A sessions court in India has set aside orders summoning Huawei India and its executives for prosecution proceedings in a case filed by the Income Tax Department. The tax department accused Huawei and its executives of not providing information deliberately. The sessions court stated that summoning the accused “is a serious matter and should not be done in a mechanical manner” and noted that the magistrate was swayed by the version of the Income Tax Department.

FILE PHOTO: Huawei's logo seen during the Mobile World Congress in Shanghai, ChinaReuters

A sessions court has set aside the orders issued by a magistrate to the Indian unit of Chinese smartphone company Huawei, its chief executive and three other top executives, summoning them to commence prosecution proceedings in a case filed by the Income Tax Department.

In an order that offers a major relief to Huawei India, its CEO Li Xiongwei and the others, the sessions court said summoning of the accused “is a serious matter and should not be done in a mechanical manner”.

The tax department had approached the magisterial court seeking to prosecute the company and the executives on charges of deliberately not providing information sought by it.

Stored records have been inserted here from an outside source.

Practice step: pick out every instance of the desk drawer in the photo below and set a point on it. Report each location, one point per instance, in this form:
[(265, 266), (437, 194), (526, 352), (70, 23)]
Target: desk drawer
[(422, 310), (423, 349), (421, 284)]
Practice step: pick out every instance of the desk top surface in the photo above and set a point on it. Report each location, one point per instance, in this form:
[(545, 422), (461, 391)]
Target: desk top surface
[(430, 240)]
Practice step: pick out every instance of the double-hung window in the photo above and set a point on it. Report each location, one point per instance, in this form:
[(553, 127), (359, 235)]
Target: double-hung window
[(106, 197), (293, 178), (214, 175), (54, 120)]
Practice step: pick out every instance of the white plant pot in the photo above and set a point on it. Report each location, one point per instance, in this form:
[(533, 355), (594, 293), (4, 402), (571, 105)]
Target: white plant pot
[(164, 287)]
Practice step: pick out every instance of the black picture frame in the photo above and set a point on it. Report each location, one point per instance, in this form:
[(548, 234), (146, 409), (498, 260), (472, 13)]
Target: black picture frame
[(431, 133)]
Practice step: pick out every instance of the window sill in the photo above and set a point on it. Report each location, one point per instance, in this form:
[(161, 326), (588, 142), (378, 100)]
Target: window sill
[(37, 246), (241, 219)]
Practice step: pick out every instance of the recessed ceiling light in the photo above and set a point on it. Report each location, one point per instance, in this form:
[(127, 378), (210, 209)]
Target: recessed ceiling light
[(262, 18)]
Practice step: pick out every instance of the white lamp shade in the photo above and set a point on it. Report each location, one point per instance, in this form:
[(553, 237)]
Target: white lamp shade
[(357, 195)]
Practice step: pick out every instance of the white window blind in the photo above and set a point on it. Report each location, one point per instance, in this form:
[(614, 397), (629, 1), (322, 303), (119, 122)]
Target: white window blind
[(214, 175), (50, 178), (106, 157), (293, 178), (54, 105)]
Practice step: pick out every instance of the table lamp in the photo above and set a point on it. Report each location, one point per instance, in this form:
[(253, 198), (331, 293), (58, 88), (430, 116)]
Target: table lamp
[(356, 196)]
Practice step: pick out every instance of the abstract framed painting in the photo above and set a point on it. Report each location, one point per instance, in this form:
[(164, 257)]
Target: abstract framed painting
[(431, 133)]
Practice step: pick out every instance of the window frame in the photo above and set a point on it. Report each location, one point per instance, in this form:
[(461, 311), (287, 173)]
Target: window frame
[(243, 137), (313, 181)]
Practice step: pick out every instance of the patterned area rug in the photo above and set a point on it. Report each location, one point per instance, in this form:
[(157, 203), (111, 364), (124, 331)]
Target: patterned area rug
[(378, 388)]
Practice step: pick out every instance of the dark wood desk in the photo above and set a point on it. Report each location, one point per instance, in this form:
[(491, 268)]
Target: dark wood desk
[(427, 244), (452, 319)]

The magistrate issued the summons in June.

In a sharply worded judgement, the sessions court said though no detailed order was required at the stage of summoning, the order “must reflect application of mind by the magistrate”. Perusal of the summoning order reveals that the magistrate “got swayed with the version of” the Income Tax Department, it said.

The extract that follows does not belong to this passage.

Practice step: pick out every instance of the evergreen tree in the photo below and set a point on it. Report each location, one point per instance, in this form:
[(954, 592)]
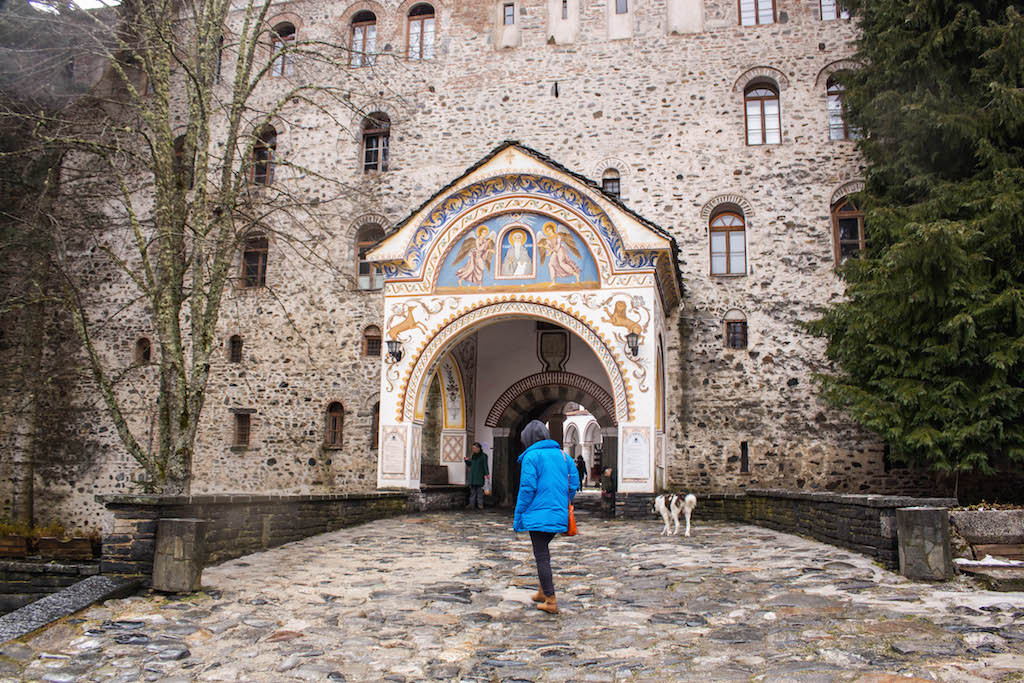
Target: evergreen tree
[(929, 342)]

The sessions court observed that the summoning order was passed on the basis that the accused gave “vague or incongruous answers”, but it did not speak about the specific answers on the basis of which they were summoned. “It is settled law that the court cannot act as the mouthpiece of the prosecution, but has to apply its mind independently to the facts of the case to decide whether the ingredients of the alleged sections are prima facie made out and whether there are sufficient grounds for proceeding against the accused persons”.

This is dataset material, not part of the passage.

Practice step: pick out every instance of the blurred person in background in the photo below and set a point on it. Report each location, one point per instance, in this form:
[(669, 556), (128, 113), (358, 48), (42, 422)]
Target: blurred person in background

Appearing on behalf of the company and its executives, advocate Vijay Aggarwal argued that the trial court in Delhi had no territorial jurisdiction to try the alleged offences which were allegedly committed in Gurgaon, Haryana. Ingredients of Section 275B of the Income Tax Act were not made out to prosecute the company since under the section, the executives are supposed to only provide “necessary facility” to inspect the books of accounts or other documents required for inspection by the tax department, he argued. The lawyer claimed that the company executives had fully cooperated with I-T officials during a search operation.

In the order, the sessions court said: “The mentioning of reasons in the summoning order guarantees consideration, clarity and reduces the chances of arbitrariness. Recording of reasons are meant to serve the wider principle of justice and that justice must not only be done, it must also appear to be done as well.”

The court said: “Reasons are heart and soul of the judicial order and in the absence thereof, such orders become vulnerable. Also, if the reasons given turns out to be ex facie incorrect, the order would be bad in law”.

In his summoning order, the magistrate had ruled that the executives of Huawei Telecommunications India “deliberately chose to give vague answers to some questions and regarding other questions, the answers given by them were incongruous to each other and it seems that they tried to confuse the authorised officer in order to deny access to the books of account and other documents”.

However, the sessions court in the order earlier this month held that “it is important to understand that the offence alleged against the accused persons is only of not affording necessary facility for inspection of electronic books of accounts or other documents which were in their possession or control. The prosecution is not for giving false information or for not providing the books of accounts or any other information or for not maintaining the books of accounts. There are different sections for the other offences”.

Income tax officials had conducted the search and seizure operations in Gurgaon and Karnataka, including Li’s residence, starting February 15. The searches lasted eight days, during which documents and gadgets as well as electronic records in laptops, hard drives, and mobile phones of employees were seized.

The tax department had also attached the bank accounts and trade receivables of Huawei India. It is alleged that Huawei made inflated payments against the receipt of technical services from related parties outside India. The company could not justify the legitimacy of such alleged technical services in lieu of which payment has been made as also the basis on which these were determined, the tax department has alleged. The expenses claimed by the company toward the receipt of such services are of several crore rupees over a period of five years, it said.